Inkorting dient te worden onderscheiden van inbreng. Luidens artikel 843 van het Burgerlijk Wetboek is iedere erfgenaam verplicht om aan zijn mede-erfgenamen inbreng te doen van al hetgeen hij, hetzij als gift, hetzij bij testament van de overledene ontvangen heeft. Terwijl inkorting de wettelijke reserve wil herstellen, beoogt de inbreng de gelijkheid onder erfgenamen te beschermen. In beide gevallen zullen de geschonken goederen echter terugkeren naar de boedel, zodat het lot van de vruchten of de interesten zal moeten worden bepaald. Zie artikel 920 BW : "Beschikkingen, hetzij onder de levenden, hetzij ter zake des doods, die het beschikbaar gedeelte overschrijden, kunnen na het openvallen van de erfenis tot dat gedeelte ingekort worden."
Een schenking die het beschikbaar gedeelte overschrijdt, is om die reden niet nietig, maar enkel vatbaar voor inkorting. Het is daarbij zonder belang of de overschrijding doelbewust is gebeurd.
De inkorting is niet automatisch zij dient gevorderd te worden art. 921.
"Art. 922 BW
Om de inkorting te bepalen, vormt men een massa uit alle goederen die bij het overlijden van de schenker of erflater aanwezig waren.

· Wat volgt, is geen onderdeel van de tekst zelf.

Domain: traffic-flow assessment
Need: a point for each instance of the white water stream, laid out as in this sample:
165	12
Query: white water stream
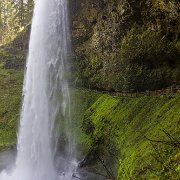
46	99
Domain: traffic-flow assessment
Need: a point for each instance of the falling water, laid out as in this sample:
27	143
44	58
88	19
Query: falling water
46	98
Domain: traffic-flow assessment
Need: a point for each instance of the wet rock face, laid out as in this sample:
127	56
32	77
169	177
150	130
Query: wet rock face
100	27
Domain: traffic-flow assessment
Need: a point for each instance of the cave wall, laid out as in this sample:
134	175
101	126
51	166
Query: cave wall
125	45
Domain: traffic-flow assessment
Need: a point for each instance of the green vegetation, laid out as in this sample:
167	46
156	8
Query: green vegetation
123	124
127	45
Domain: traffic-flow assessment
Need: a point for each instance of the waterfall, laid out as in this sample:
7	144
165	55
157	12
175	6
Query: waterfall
45	98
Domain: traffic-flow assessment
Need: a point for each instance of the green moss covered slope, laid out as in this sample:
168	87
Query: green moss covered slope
124	125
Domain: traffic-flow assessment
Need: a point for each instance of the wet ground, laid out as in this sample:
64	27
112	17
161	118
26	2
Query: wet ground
7	160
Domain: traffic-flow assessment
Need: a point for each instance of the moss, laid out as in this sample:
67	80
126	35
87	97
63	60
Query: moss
124	122
129	46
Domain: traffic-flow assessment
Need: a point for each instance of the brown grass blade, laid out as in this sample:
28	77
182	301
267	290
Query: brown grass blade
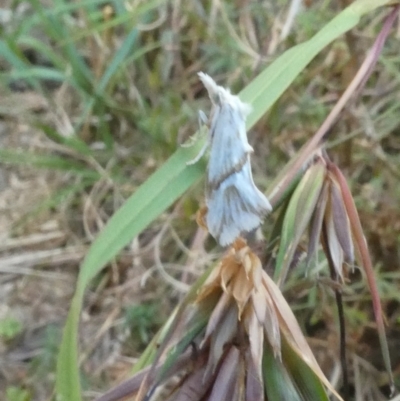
365	260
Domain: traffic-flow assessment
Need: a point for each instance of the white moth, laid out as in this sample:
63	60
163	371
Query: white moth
234	203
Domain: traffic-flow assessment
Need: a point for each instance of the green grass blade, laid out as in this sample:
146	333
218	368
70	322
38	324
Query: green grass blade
174	178
118	59
275	79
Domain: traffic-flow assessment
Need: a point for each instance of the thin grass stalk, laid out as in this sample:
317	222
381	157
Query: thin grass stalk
355	86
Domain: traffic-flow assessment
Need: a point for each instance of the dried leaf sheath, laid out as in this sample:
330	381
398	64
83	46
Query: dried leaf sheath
246	321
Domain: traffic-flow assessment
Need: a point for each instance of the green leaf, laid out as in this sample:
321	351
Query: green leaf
307	382
278	384
174	178
297	217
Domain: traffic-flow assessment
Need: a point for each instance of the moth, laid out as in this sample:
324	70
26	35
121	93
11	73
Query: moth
234	203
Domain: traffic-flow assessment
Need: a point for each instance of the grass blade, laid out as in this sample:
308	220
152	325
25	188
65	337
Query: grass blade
174	178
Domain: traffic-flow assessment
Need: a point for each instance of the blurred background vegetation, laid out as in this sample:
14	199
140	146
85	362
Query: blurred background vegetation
96	95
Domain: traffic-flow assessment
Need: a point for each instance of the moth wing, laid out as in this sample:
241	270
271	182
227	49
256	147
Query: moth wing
236	206
229	144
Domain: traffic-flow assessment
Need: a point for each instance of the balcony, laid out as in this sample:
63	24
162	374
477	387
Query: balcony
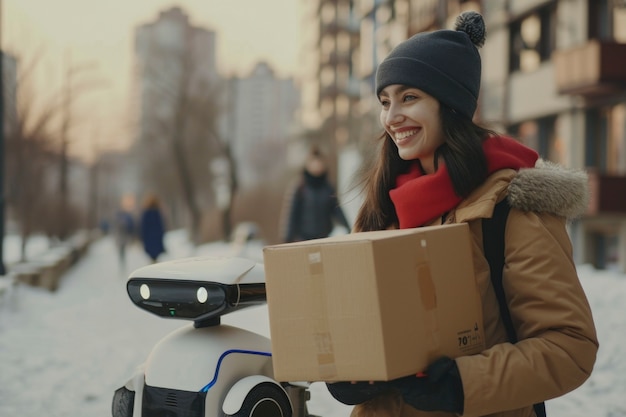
607	194
593	69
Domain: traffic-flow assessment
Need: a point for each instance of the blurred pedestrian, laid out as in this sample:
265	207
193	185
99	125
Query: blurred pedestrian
152	228
313	208
124	227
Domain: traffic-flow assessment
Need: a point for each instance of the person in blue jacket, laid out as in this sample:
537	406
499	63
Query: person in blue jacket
152	228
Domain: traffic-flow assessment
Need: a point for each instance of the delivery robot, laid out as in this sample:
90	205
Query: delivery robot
206	368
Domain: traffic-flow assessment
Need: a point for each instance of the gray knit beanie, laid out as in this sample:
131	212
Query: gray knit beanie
443	63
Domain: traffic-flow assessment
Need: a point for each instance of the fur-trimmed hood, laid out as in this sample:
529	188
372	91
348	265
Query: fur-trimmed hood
550	188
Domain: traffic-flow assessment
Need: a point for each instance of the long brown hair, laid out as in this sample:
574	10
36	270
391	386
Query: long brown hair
462	154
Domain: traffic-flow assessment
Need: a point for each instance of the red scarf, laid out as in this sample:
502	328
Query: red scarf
419	198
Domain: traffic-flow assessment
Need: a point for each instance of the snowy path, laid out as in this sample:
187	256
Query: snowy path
63	354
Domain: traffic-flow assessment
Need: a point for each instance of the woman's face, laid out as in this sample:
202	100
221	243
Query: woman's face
411	118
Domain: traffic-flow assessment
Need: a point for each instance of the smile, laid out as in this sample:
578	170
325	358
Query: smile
399	136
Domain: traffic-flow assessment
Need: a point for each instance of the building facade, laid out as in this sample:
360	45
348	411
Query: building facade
554	76
259	123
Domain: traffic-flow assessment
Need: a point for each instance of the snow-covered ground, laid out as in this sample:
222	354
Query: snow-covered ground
63	354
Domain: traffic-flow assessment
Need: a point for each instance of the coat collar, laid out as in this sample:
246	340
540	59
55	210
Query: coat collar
547	188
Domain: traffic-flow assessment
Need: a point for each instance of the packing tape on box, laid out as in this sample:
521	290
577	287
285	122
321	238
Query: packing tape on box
428	294
319	308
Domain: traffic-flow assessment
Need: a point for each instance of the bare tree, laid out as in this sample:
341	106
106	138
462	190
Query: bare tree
29	159
180	131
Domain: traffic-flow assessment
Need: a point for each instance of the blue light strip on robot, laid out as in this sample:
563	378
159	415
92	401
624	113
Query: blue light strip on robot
219	364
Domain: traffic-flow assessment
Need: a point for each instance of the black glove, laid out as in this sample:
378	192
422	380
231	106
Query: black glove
441	389
359	392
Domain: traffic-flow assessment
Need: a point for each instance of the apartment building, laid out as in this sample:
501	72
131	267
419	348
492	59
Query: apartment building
554	76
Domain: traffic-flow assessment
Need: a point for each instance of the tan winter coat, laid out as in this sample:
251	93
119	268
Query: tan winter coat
557	338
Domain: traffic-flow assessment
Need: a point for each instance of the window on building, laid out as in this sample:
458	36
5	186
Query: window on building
542	136
532	39
596	128
607	20
605	139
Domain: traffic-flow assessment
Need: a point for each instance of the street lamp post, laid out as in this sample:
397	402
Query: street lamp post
2	199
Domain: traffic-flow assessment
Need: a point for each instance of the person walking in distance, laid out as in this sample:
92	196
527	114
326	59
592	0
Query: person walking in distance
314	208
124	227
152	228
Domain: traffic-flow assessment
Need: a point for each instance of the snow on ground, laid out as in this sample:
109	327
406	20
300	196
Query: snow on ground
64	353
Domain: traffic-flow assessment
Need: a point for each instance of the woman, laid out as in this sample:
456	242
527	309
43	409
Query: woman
435	167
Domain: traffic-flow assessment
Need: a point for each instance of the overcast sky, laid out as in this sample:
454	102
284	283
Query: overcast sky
100	34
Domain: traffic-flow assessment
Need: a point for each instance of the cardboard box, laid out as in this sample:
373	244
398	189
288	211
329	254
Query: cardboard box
372	305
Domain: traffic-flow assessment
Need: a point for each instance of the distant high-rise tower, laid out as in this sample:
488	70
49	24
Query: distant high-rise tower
263	108
170	53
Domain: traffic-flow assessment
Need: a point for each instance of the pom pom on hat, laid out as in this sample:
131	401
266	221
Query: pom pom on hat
473	24
444	63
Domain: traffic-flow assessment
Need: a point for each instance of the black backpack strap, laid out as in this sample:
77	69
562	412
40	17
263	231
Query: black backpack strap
493	246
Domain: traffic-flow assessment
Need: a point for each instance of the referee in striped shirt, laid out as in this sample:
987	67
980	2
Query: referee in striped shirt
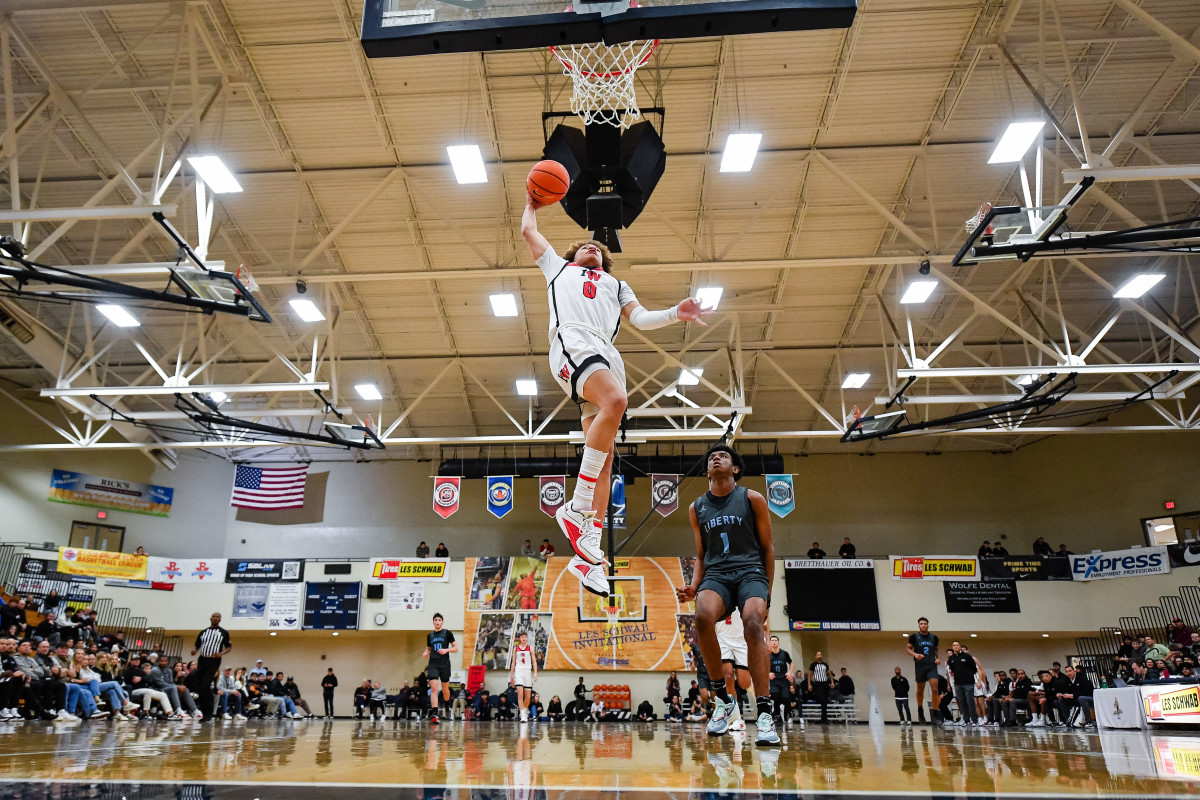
211	643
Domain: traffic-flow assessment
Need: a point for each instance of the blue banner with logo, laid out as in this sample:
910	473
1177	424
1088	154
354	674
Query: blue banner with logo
499	494
780	495
618	503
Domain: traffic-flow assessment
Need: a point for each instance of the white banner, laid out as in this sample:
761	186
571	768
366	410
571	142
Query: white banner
285	606
1120	564
161	570
406	596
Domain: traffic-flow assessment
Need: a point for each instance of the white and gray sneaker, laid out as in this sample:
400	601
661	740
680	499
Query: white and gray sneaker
767	735
723	715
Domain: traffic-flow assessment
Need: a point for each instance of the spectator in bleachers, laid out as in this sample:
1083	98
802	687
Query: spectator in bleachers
555	710
1155	650
646	711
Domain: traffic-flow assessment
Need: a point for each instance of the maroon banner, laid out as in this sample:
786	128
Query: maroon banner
551	493
665	493
445	495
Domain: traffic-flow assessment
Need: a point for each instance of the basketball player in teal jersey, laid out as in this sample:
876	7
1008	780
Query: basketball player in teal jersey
735	569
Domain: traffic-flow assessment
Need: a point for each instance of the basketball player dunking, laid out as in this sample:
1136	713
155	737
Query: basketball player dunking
522	673
586	307
735	569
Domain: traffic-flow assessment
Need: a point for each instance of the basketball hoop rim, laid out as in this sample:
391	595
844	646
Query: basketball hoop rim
606	76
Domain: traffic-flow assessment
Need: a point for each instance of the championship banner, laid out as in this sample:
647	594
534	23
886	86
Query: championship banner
445	495
499	495
935	567
101	564
1025	567
411	570
780	494
617	504
569	627
1120	564
78	488
665	493
551	493
161	570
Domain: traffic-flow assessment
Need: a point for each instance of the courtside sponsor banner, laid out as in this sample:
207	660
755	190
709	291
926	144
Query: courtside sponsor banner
780	494
83	489
829	564
551	493
411	570
935	567
1174	704
665	493
185	570
445	495
499	494
101	564
1120	564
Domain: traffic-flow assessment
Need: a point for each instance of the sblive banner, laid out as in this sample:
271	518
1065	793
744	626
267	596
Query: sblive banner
161	570
1120	564
411	570
568	626
101	564
935	567
982	597
1025	567
264	571
83	489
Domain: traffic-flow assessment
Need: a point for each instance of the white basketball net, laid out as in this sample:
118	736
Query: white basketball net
603	77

De goederen waarover hij bij schenking onder de levenden heeft beschikt, worden fictief daarbij gevoegd volgens hun staat ten tijde van de schenkingen en hun waarde ten tijde van het overlijden van de schenker.
Over al die goederen berekent men, na aftrek van de schulden, het gedeelte waarover hij heeft mogen beschikken, met inachtneming van de hoedanigheid van de door hem achtergelaten erfgenamen.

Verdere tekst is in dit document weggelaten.